After our first foray to Tap and Barrel at the former Olympic Village (1 Athletes' Way, 604-685-2223), we're convinced that Daniel Frankel has a knack for being in the right place at the right time. And for nailing the Next Big Thing-wine on tap
It was Frankel, a decade ago, who was the first to convince the park board that the time was right to depart from the traditional Stanley Park model of formal dining and allow him to open his Mill Marine Bistro, with a light menu and beer on tap in newly developed Coal Harbour.
Now Frankel's Daniel Group has pulled the wraps off his latest baby, which looks set to become the prime anchor for the Athletes' Village development on False Creek's southeast reach, and a surefire lure for lovers of local liquids.
On the pubbish menu, they've everything from a delicious, giant pretzel with a trio of dips (including chipotle, peanut butter and bacon jelly, $8) to 7 oz. AAA Alberta beef burgers and made-to-order wood-stone fired "pies" (a.k.a. pizzas) made with freshly tossed dough and some creative twists-such as roasted pork belly and soft poached eggs ($16) or local wild mushrooms with arugula ($15).

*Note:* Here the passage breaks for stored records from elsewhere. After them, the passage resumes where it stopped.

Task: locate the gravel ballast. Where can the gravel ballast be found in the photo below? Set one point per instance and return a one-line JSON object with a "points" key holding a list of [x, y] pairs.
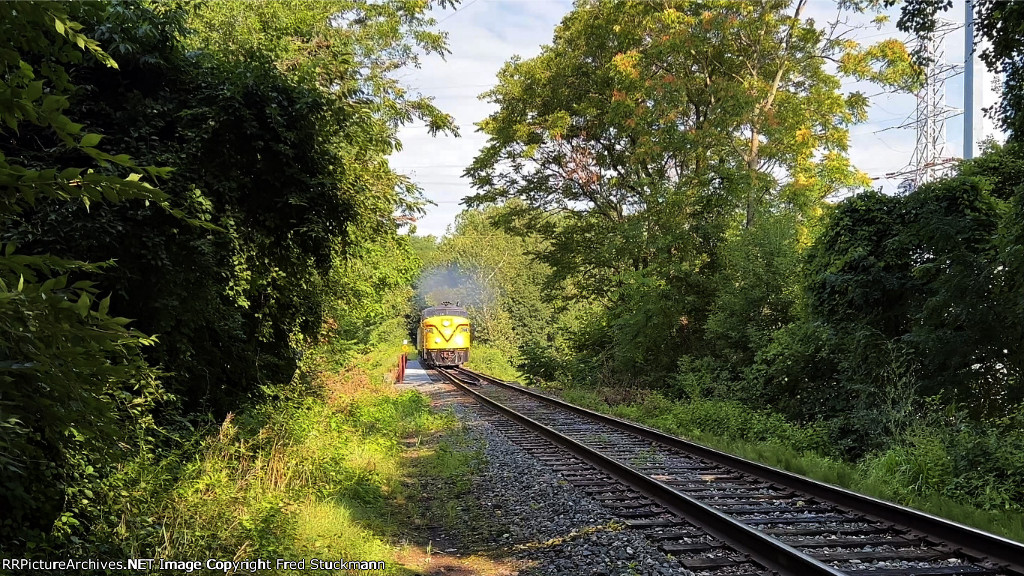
{"points": [[555, 528]]}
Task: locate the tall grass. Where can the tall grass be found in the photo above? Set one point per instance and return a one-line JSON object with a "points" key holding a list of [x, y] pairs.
{"points": [[320, 471]]}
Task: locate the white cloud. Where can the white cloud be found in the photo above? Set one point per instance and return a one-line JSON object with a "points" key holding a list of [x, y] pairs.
{"points": [[484, 34]]}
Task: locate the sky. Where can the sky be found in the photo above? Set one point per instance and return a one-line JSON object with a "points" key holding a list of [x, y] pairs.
{"points": [[484, 34]]}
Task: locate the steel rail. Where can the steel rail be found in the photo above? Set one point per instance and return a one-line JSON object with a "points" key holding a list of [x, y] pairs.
{"points": [[970, 541], [768, 551]]}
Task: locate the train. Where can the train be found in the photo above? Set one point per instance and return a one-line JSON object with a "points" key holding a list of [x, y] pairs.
{"points": [[443, 335]]}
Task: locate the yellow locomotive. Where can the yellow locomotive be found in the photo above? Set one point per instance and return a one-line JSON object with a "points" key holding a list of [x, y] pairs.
{"points": [[442, 338]]}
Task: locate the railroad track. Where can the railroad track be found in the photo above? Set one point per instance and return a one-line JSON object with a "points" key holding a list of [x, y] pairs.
{"points": [[718, 513]]}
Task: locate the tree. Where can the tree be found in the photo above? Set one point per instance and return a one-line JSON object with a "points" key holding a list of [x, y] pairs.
{"points": [[646, 135], [72, 375]]}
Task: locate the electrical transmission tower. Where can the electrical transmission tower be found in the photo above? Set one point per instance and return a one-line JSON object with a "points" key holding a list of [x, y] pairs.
{"points": [[931, 160]]}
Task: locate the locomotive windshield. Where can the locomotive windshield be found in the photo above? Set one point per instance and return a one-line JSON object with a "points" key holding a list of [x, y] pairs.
{"points": [[445, 309]]}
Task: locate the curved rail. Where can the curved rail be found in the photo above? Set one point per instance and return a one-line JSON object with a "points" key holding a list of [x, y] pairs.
{"points": [[770, 552], [1008, 553]]}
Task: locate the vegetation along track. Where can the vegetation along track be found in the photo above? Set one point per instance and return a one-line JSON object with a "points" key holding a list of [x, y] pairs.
{"points": [[723, 515]]}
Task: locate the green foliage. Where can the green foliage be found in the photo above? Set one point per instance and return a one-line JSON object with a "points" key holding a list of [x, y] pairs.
{"points": [[275, 230], [645, 147], [947, 464], [74, 387]]}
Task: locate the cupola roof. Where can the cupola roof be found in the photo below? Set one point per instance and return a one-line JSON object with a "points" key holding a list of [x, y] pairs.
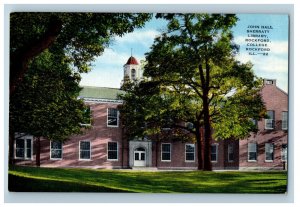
{"points": [[132, 61]]}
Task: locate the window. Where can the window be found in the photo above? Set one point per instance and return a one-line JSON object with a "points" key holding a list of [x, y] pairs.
{"points": [[269, 151], [133, 74], [87, 117], [214, 153], [23, 148], [112, 151], [269, 122], [165, 152], [230, 153], [85, 150], [284, 120], [255, 123], [55, 150], [190, 152], [284, 152], [112, 117], [252, 152]]}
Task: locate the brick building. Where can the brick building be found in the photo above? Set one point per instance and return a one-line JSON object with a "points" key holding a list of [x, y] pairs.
{"points": [[102, 146]]}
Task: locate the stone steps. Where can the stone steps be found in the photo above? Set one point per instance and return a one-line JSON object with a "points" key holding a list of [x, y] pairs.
{"points": [[144, 168]]}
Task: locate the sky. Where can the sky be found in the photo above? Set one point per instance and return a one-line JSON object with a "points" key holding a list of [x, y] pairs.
{"points": [[108, 68]]}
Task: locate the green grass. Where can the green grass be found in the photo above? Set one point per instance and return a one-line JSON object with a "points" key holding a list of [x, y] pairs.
{"points": [[31, 179]]}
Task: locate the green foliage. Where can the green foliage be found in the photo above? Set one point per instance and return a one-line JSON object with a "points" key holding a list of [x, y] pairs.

Also on offer, "drunken" mussels and some seriously out there tastes such as "sticky" yam fries with marshmallow fluff. Don't knock it till you've tried it.
"Ultimately, it's all about comfort food kept simple with good ingredients," says Frankel, who has tried to echo the local theme as much as possible.
When he first looked at the post Olympic plans, the restaurateur says he wasn't convinced. But five years later he's shaped this latest exploit as his flagship, with another T&B planned for next spring at Jack Poole Plaza.
On a warm summer night early in the week, the distinctive red chairs are much in demand on the spacious upstairs and downstairs patios, with their breathtaking vistas of the downtown skyline. Not to mention an array of efficient heaters to ward of the West Coast chill.
On the potables side, it's all about B.C. On the lower level, taps (both beer and wine) are in abundance, with 24 craft beers ranging from the more esoteric, such as Crannog's Gael's Blood potato ale or Parallel 49's Watermelon Witbier to Howe Sound's well-hopped Devil's Elbow IPA and Driftwood Farmhand Pale Ale.
Upstairs, it's all about wine, with the barrel theme more apparent, highlighted by 14 drops on tap-the largest offering of tap wines in the city to-date-with the likes of Okanagan Crushpad Gamay, a Laughing Stock Sauvignon Blanc, Blasted Church Hatfield's Fuse and Clos du Soleil Rosé.
Frankel says the inspiration to go big with wine on tap came from New York, where it's been a reality for some time. Add to that the environmentally friendly aspect and the decision to focus on quality Okanagan producers, and it's easy to see why Tap and Barrel is enjoying such early success. The volume of wine and beer being poured has surprised even Frankel, who says he also never realized dragon boaters have such a formidable thirst for beer.
Inside, the decor is cleverly "found" industrial, with all manner of reclaimed signs, cogs and pieces of mill equipment. Even the table legs are repurposed steel eye-beams while artwork from B.C. luminaries such as Chris Woods and Peter Kiss adorns the walls.
The owner says it's important for him to be first in the neighbourhood and he was gratified on the first day open to see new neighbours getting acquainted and putting tables together. "Because that," as he says, "is what hospitality's all about."